Common problem list deficiencies include simple omission, incorrect conclusions based on inaccurate or misunderstood data, premature closure, and inadequate synthesis.4 Recent studies have shed light on the frequency of deficient problem lists in medical records. A meta-analysis of 73 studies on the adequacy of hospital discharge summaries, published between 1970 and 2005, found that a median of 17.5% of summaries failed to identify a main diagnosis, while a median of 28% omitted secondary diagnoses.5 A survey of primary physicians' satisfaction with an academic medical center's discharge summaries found that 68% of physicians were dissatisfied with the quality of the summaries, of which they judged discharge diagnoses to be a key ingredient.6

Electronic medical records provide further evidence of the prevalence of deficient problem lists. Although the spread of electronic medical records has facilitated efficient patient care, epidemiologic research, and quality improvement efforts, the quality of an electronic database can be only as robust as the precision and consistency of its diagnostic terms.7 By demanding precise language, the electronic record may promote higher-quality problem lists and help expose deficiencies, provided it does not force unjustified conclusions. A recent study8 exposed the frequency of incomplete problem lists on an academic inpatient service by examining the use of prompts triggered by electronic orders for medications with unique indications for which no appropriate corresponding diagnosis was recorded. For six common medical diagnoses, during a two-month period, prompts were triggered by more than 1,000 problem list omissions, nearly all of which were confirmed by independent review.
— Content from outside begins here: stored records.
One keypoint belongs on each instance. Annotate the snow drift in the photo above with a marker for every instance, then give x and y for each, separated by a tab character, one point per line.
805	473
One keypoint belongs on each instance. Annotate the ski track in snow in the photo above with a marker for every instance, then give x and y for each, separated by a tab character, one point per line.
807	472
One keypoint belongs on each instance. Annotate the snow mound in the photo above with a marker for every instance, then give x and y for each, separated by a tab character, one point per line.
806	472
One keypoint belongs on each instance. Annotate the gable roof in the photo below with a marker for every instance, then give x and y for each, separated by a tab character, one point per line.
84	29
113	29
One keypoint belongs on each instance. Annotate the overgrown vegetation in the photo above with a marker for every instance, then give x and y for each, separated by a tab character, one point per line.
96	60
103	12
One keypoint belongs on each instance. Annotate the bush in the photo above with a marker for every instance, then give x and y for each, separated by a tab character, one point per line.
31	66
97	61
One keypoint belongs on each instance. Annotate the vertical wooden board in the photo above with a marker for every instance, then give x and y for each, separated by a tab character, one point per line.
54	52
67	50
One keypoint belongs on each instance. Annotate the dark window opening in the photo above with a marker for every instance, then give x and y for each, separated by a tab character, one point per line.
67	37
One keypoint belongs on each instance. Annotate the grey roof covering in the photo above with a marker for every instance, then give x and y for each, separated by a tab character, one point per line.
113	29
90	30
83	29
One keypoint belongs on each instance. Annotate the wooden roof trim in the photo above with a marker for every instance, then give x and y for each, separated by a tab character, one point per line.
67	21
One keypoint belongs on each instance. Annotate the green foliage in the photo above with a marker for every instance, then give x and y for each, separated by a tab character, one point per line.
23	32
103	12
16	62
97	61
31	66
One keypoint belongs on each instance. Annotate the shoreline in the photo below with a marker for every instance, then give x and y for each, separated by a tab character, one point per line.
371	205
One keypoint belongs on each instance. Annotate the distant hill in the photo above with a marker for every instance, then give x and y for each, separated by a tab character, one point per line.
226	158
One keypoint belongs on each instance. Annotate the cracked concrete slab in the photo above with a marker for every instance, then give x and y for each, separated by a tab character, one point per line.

The aforementioned studies, two of which were conducted entirely in academic settings, demonstrate a high prevalence of deficient problem lists in the medical record. I suggest that the widespread use of organ-system-based documentation may be one factor contributing to incorrect or incomplete formulation of problem lists; at the least, it reflects a tolerance for imprecise language that is detrimental to rigorous diagnostic thinking.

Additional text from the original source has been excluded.